Tooth transplantation has been reported from as early as ancient Egypt where mummies were found with human teeth transplanted from other individuals. It was said that slaves were forced to give up teeth to their pharaohs. One of the earliest written accounts of tooth transplantation was by Ambroise Paré, which he wrote around 1562 and was translated by Thomas Johnson in 1634, pp. 658:

Charles Allen, in 1685, wrote of tooth transplantation in the first English dental textbook, The Operator for the Teeth. He encouraged tooth transplantation from animals over humans, stating the latter to be "inhumane" and "attended with too many difficulties". Pierre Fauchard shared his experience in tooth transplantation in the acclaimed Le Chirurgien Dentiste ("The Surgeon Dentist"), published in 1728. In it, he detailed transplanting a canine from a soldier to a captain in an army. The donor tooth was too wide and long for the Captain and Fauchard resorted to reducing its size to fit into the receiver's socket. This resulted in a cavity on the tooth which Fauchard filled once the tooth stabilized. The filling was removed the next day however, as it caused extreme pain. Fauchard saw the patient eight years later who had lost the donor tooth by then but the Captain insisted that the tooth had lasted him six years before being extracted due to caries.

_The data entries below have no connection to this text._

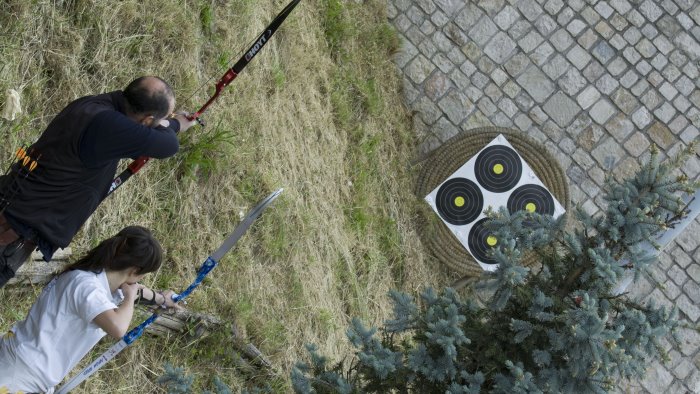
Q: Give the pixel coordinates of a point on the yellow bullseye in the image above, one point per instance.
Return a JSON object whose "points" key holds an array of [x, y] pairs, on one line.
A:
{"points": [[491, 240], [498, 169]]}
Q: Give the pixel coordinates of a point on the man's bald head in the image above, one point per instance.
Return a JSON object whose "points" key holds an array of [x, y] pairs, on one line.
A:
{"points": [[150, 96]]}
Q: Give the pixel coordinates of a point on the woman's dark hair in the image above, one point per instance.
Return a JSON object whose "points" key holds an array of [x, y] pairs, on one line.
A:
{"points": [[143, 98], [134, 246]]}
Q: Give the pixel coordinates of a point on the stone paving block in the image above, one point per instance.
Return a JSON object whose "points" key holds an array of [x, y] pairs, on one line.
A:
{"points": [[561, 109], [479, 80], [523, 122], [439, 18], [437, 85], [587, 39], [678, 124], [456, 106], [588, 97], [572, 82], [671, 73], [576, 26], [669, 6], [486, 65], [443, 62], [678, 58], [427, 48], [651, 99], [604, 9], [603, 52], [556, 67], [428, 111], [607, 153], [579, 57], [590, 15], [619, 22], [607, 84], [629, 79], [659, 62], [530, 9], [536, 83], [427, 27], [450, 7], [604, 29], [492, 7], [643, 67], [538, 115], [452, 32], [649, 31], [692, 290], [688, 44], [500, 47], [419, 69], [493, 92], [483, 31], [524, 102], [637, 144], [640, 87], [686, 306], [650, 10], [444, 129], [593, 71], [519, 28], [554, 6], [602, 111], [410, 92], [636, 18], [530, 41], [583, 159], [665, 112], [620, 127], [690, 134], [542, 54], [545, 25], [617, 66], [641, 117], [561, 40], [506, 17], [668, 91]]}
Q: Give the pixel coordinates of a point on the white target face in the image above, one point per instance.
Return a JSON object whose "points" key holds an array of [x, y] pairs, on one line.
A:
{"points": [[495, 177]]}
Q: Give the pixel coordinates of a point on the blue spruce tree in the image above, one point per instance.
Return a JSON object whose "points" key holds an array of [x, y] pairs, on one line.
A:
{"points": [[556, 326]]}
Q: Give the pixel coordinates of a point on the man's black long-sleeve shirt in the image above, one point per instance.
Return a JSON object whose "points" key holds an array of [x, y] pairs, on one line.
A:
{"points": [[79, 152]]}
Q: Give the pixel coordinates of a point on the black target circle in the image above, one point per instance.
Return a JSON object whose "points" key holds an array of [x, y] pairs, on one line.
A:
{"points": [[459, 201], [498, 168], [481, 241], [531, 198]]}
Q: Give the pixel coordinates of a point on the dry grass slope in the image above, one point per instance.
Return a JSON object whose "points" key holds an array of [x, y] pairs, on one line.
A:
{"points": [[318, 112]]}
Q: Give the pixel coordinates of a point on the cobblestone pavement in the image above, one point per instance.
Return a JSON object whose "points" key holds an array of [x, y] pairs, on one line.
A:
{"points": [[596, 81]]}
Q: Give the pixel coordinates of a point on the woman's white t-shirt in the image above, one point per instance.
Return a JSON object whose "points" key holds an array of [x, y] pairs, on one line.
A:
{"points": [[57, 333]]}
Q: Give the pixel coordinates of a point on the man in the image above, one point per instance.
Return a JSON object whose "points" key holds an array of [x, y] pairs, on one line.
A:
{"points": [[79, 152]]}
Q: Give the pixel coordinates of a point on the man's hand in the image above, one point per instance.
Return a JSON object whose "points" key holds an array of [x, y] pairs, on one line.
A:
{"points": [[184, 122]]}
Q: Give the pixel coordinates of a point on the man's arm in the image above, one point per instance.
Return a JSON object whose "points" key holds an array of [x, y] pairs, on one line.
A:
{"points": [[112, 136]]}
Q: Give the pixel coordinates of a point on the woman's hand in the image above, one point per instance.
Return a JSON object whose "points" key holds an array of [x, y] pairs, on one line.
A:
{"points": [[130, 291]]}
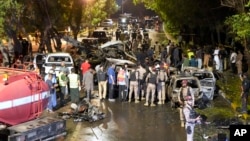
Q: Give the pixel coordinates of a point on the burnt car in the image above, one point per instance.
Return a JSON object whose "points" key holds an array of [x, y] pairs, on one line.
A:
{"points": [[208, 82], [173, 89], [102, 36], [117, 50]]}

Philipp Pfaff, credited as Germany's first "state-appointed dentist", published Abhandlung von den Zähnen des menschlichen Körpers und deren Krankheiten, (Treatise on The Teeth of the Human Body and Their Diseases) in 1756. He was not fond of tooth transplantation from corpses but emphasized the importance of preserving periodontal ligaments of the transplanted tooth and sealing the apical foramen with lead or wax.

John Hunter documented successful transplantation between humans in 1772, at the peak of the procedure's popularity, stating that it is "without great difficulty, Nature assisting the operation, if it is done in such a way she can assist". Hunter appreciated that the tooth transplanted should ideally be smaller than the socket, and if not, should be adjusted to fit the socket. Hunter is guilty however, of not acknowledging the significance of tooth transplantation in spreading syphilis to seven of his patients following the procedure. Benjamin Bell wrote in 1785 on tooth transplanting in his book, A system of surgery (volume 5), pp. 76, on how the transplanted tooth must be "free from scurvy and the lues venera" thereby appreciating the significance of the procedure in the transmission of various infections.

Following Nicholas Dubois de Chemant's development of "mineral paste dentures", which he patented in 1788, allotransplantation was gradually replaced by dentures that at that time were claimed to not decay in the mouth.

Towards 1950, autotransplantation began to appear in dental literature, renewing interest in tooth transplantation. However, the success rate of the procedure was only about 50%.